Without setup overhead, Teresa spent more time on actual craft. Word choice. Argument structure. Reader empathy. The stuff that made writing good.
“I used to spend 30% of my writing time on logistics and 70% on actual writing. Now it’s 5% logistics, 95% writing.”
The Metaphor That Stuck
Teresa started teaching other writers her approach. She used one image that resonated:
“Cloud AI is like a hotel room. Nice, clean, but you’re a guest. Claude Code is like your own apartment. Your books are on the shelves. Your notes are on the desk. Your preferences are built into how the space works.”
The apartment metaphor explained what made the tool different: persistence, personalization, and presence.
The Daily Reality
A year into the new workflow, Teresa’s writing practice was transformed.
Monday: /today → immediate clarity on the week’s tasks
Tuesday: Draft with inline research assistance
Wednesday: Feedback rounds with targeted revision
Thursday: Final polish with citation verification
Friday: Publishing and audience response tracking
“I write more, stress less, and produce better work.

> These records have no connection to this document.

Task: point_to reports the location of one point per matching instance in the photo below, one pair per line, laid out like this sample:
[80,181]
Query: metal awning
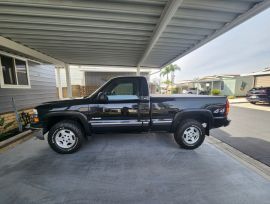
[145,33]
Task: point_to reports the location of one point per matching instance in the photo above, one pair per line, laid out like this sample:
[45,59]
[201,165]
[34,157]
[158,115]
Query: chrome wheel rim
[65,138]
[191,135]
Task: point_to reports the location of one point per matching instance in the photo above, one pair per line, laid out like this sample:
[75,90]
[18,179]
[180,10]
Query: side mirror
[102,97]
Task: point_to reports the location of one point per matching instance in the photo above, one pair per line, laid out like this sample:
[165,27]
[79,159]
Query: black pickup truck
[123,104]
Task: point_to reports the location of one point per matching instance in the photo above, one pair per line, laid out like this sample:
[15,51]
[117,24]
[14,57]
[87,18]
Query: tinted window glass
[122,90]
[8,70]
[21,72]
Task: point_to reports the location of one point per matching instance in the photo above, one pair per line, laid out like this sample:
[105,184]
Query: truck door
[120,110]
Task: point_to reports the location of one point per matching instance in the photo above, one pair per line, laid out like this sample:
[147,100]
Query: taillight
[227,108]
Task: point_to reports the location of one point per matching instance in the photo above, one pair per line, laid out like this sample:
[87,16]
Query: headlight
[35,118]
[35,111]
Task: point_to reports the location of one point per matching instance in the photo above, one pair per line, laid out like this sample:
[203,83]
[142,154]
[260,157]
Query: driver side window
[123,90]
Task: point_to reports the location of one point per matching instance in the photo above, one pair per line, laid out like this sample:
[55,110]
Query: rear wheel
[190,134]
[66,137]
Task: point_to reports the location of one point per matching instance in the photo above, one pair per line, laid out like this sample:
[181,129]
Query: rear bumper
[40,132]
[221,122]
[258,98]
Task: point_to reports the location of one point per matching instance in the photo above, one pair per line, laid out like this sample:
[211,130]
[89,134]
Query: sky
[244,49]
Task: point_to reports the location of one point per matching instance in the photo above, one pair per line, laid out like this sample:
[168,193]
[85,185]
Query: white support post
[68,79]
[60,89]
[138,73]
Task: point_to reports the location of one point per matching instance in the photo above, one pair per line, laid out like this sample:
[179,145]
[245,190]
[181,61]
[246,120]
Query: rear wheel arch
[202,116]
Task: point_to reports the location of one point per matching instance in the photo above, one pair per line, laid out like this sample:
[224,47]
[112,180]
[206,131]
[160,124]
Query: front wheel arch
[52,118]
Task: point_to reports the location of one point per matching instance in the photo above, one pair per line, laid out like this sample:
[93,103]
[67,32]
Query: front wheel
[190,134]
[66,137]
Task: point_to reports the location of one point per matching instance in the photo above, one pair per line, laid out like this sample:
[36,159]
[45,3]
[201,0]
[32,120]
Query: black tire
[74,131]
[181,137]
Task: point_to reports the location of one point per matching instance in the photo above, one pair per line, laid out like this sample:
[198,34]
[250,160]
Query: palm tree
[170,69]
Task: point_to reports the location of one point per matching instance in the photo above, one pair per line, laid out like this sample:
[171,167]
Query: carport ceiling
[146,33]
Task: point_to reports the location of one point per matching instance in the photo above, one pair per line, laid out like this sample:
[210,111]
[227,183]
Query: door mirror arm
[102,97]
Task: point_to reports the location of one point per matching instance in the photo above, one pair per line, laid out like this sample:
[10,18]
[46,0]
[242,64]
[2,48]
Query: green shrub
[230,97]
[4,126]
[215,92]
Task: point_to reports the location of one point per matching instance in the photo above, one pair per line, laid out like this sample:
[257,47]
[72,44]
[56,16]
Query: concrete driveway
[249,132]
[127,168]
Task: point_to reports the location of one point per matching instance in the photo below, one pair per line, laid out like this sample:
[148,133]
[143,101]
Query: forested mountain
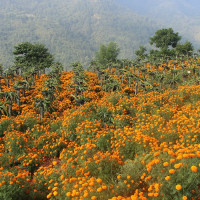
[72,30]
[182,15]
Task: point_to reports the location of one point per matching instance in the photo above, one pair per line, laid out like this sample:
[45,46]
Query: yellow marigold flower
[171,171]
[165,164]
[194,168]
[167,178]
[55,193]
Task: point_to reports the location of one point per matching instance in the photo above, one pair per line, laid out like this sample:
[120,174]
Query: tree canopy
[107,54]
[164,38]
[28,55]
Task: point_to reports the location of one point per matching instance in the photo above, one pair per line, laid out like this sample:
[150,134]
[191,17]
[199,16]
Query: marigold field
[102,135]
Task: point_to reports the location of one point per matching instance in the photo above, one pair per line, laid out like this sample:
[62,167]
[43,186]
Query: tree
[140,53]
[28,55]
[164,38]
[185,49]
[107,54]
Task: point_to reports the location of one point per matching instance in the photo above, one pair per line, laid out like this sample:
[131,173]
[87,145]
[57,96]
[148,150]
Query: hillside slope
[182,15]
[72,30]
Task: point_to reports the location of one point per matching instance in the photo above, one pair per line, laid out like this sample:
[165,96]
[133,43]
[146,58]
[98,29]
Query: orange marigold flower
[178,187]
[194,168]
[55,193]
[171,171]
[99,180]
[165,164]
[167,178]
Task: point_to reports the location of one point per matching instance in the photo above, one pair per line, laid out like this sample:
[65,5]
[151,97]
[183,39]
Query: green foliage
[185,49]
[165,38]
[140,53]
[5,125]
[107,54]
[28,55]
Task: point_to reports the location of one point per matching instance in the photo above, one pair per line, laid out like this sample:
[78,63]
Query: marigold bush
[110,135]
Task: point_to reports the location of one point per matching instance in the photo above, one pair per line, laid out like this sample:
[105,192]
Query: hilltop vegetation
[121,131]
[71,30]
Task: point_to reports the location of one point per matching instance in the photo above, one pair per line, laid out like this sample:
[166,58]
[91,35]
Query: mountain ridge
[73,30]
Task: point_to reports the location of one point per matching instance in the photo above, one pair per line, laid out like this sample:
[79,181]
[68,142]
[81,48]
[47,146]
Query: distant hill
[182,15]
[73,30]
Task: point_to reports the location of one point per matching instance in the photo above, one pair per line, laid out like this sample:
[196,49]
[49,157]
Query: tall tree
[166,40]
[107,54]
[28,55]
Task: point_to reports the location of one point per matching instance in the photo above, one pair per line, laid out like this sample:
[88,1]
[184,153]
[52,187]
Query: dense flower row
[98,142]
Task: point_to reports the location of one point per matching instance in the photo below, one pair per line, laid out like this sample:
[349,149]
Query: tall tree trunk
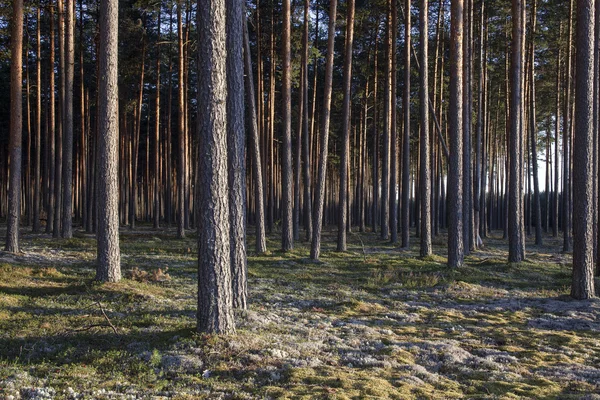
[215,303]
[156,194]
[236,150]
[67,159]
[261,246]
[322,174]
[555,203]
[533,132]
[385,157]
[343,197]
[305,133]
[583,177]
[479,190]
[58,138]
[51,127]
[287,225]
[406,137]
[394,130]
[16,125]
[180,128]
[425,150]
[109,259]
[516,247]
[567,246]
[467,128]
[38,129]
[455,170]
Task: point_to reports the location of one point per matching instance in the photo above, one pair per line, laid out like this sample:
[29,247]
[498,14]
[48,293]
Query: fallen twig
[108,324]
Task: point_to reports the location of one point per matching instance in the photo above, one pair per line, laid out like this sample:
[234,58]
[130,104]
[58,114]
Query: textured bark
[51,126]
[467,125]
[67,159]
[215,303]
[583,154]
[156,194]
[180,129]
[343,196]
[322,172]
[406,137]
[38,129]
[58,137]
[108,266]
[385,156]
[135,140]
[287,225]
[455,178]
[394,130]
[516,248]
[566,209]
[555,202]
[261,245]
[236,154]
[479,189]
[425,150]
[16,125]
[537,208]
[305,133]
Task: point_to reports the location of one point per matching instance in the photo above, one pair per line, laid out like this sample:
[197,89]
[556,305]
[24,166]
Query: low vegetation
[375,322]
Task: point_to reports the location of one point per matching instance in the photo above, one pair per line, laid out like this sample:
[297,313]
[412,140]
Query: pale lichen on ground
[375,322]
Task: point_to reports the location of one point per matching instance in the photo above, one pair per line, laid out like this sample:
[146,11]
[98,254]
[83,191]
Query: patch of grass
[372,322]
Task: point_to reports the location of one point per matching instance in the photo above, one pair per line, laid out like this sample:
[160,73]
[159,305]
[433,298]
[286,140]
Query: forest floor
[374,322]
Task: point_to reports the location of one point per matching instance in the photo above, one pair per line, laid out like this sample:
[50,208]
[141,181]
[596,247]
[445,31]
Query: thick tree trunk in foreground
[38,130]
[406,137]
[16,125]
[515,204]
[67,160]
[180,128]
[287,225]
[215,299]
[156,181]
[236,142]
[425,150]
[583,155]
[305,133]
[455,177]
[108,266]
[322,171]
[343,205]
[51,127]
[567,209]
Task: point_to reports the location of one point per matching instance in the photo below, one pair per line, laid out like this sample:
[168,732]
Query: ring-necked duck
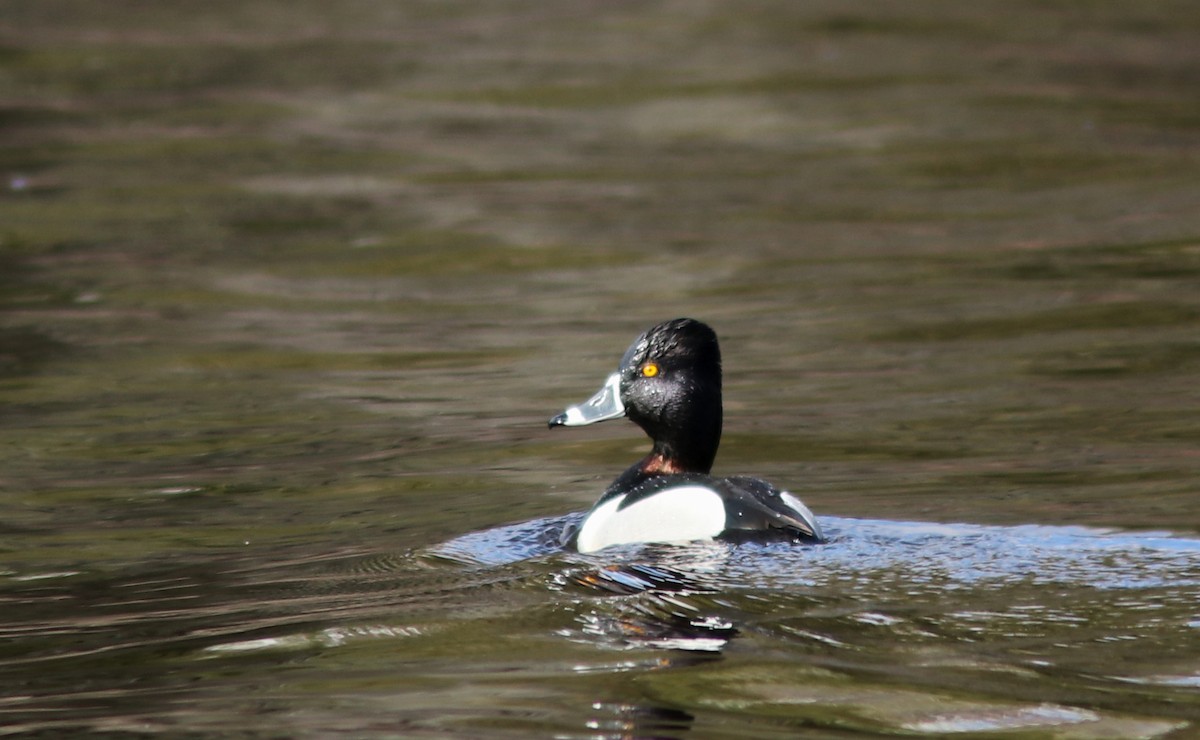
[670,384]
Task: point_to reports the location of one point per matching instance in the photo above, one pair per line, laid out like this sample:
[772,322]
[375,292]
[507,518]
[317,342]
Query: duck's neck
[678,449]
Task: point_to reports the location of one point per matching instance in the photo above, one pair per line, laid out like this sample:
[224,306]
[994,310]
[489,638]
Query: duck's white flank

Not because AI writes for me. Because AI handles everything except the writing.”
The Advice
For writers considering the switch:
“Start with your CLAUDE.md file. Write down everything you wish AI already knew about you. Put it in your writing folder. Then just start working.”
The setup took an afternoon. The payoff was permanent. Every future session started with context instead of explanation.
“You don’t need to be technical. You need to be willing to try something that sounds technical but isn’t. The terminal is just a different kind of text box.”